According to Ellen Theodores, a licensed clinical social worker in Brunswick, Maine, it's important to "have a work setting where they understand the demands of raising a family and are also willing to have some flexibility around how the work gets done." You may need to miss days when children are sick or sitters are unavailable. You may need to scale down to part-time status, or adjust your schedule to include working from home or working project-by-project. When your job is willing to make these accommodations, that's a good sign.

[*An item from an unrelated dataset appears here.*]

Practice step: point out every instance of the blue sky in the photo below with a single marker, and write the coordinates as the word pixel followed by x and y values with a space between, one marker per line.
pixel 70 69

RELATED: Tips for Transitioning Back to Work After Maternity Leave

Two-Way Street

Being able to talk to your employer is essential, too. "Make sure there is open and clear communication of expectations on both sides," says Theodores. She suggests approaching your boss with a planned conversation about your family responsibilities and how they may impact your job. Just be careful about how much you say. "If you are frequently talking about how your home responsibilities are pulling on you then it will cause the spotlight to be on that aspect," warns Colleen Smith, a psychotherapist and coach in private practice at Insight Coaching and Counseling in Reston, Virginia. Your reliability may come into question. Be a part of the solution by suggesting alternatives. If the results of this conversation are positive, your job may still be a good fit.

Talk to Your Family

Get the opinions of the ones you love most. Your family sees how your job affects your home life. Dr. Lisa Orbe-Austin at Dynamic Transitions Psychological Counseling in New York recommends asking your partner how your work schedule influences his share of the responsibilities in the home. Include your children as well, if they're old enough. If your job is causing undue stress, keeping you away from home too often or creating an uneven distribution of chores at home, it might not be a good fit any longer.

RELATED: Back to Work: Figuring Out Childcare Expenses

Happiness Matters

Don't underestimate the importance of simply being happy. Your hours may be flexible, you may be able to scale back to part-time and you may even be able to do some of your work from the home. None of it matters if you're still unhappy doing the job. "The experience of parenthood is profound and truly life altering," says Zak Mooney, a counselor at Healing Circles Wellness Center in Frederick, Maryland. It's impossible to know how you'll feel about something until after your child has arrived. Even a job you loved can feel different after baby. "The goal is to make your life as consistent with who you are as possible," he says. If it's time to step away, don't be afraid to do so.